The report notes that currently, Black men represent less than 10 percent of total full-time, undergraduate male degree seekers at nearly all of the colleges in each of the Power Five conferences. In fact, black men are so underrepresented at Power Five conference schools that Black male athletes represent a sizable chunk of these colleges’ full-time, undergraduate Black male student populations.”

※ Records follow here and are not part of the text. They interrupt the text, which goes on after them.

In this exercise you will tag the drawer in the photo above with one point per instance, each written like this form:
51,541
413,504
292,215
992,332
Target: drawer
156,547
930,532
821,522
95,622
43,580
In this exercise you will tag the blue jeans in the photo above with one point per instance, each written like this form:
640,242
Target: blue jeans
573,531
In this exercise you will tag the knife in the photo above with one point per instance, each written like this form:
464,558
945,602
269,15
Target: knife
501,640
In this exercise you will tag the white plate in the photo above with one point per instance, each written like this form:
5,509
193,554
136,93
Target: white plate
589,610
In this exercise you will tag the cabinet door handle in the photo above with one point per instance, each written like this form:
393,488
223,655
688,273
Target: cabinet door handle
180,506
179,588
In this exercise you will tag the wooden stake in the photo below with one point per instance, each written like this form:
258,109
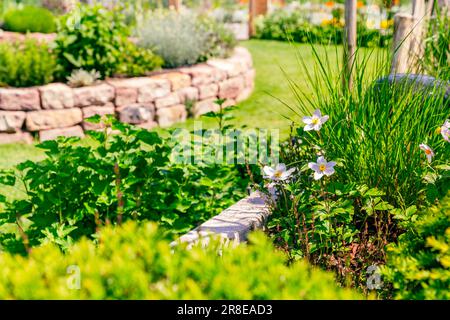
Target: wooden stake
176,4
350,43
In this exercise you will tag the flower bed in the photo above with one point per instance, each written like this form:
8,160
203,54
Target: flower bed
160,99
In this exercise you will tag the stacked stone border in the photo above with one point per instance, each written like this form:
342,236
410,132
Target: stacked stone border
160,99
233,224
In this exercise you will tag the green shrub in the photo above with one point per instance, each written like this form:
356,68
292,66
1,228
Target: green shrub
115,177
93,38
184,39
134,262
26,64
418,266
29,19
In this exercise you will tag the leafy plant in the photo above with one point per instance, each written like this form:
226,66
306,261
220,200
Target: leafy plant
184,38
29,19
136,262
418,266
93,38
25,64
117,177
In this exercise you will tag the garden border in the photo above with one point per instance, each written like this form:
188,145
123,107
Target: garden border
160,99
232,224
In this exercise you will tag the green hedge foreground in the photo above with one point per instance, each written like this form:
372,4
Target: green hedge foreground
135,262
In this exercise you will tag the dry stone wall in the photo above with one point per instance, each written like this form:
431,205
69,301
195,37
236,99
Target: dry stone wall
160,99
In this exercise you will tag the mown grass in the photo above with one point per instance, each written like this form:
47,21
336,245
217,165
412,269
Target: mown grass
274,62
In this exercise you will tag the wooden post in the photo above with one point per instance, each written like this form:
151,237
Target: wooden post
255,9
350,43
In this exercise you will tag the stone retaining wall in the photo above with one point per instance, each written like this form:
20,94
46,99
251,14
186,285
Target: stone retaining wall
160,99
232,224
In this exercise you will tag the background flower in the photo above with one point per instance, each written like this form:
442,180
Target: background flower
322,167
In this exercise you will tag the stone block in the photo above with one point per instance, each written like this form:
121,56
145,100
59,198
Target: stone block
205,106
93,95
231,88
19,136
188,94
137,113
52,134
11,121
170,115
208,91
177,80
96,110
167,101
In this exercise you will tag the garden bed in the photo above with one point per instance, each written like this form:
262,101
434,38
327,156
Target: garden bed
160,99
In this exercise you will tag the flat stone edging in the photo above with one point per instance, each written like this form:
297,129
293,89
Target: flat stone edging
159,99
234,223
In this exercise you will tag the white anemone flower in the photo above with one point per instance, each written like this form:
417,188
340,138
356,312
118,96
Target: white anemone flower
428,151
280,173
322,167
315,122
445,130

In these conferences White male athletes are 2 percent of all White men enrolled at these institutions. In contrast, Black male athletes make up 16 percent of all Black male students at these schools. At some universities, Black male athletes are more than one third of all Black male students enrolled.

The report concludes that “when institutions get a disproportionate share of their Black male undergraduate enrollment through their athletic departments, the message to students, the public at large, and young Black men is clear: One of the few ways for Black men to gain access to a top-tier college is through sports. This narrative is symptomatic of a badly broken system of access to higher education, and it can cause high schools and colleges to emphasize athletic programs over academics.”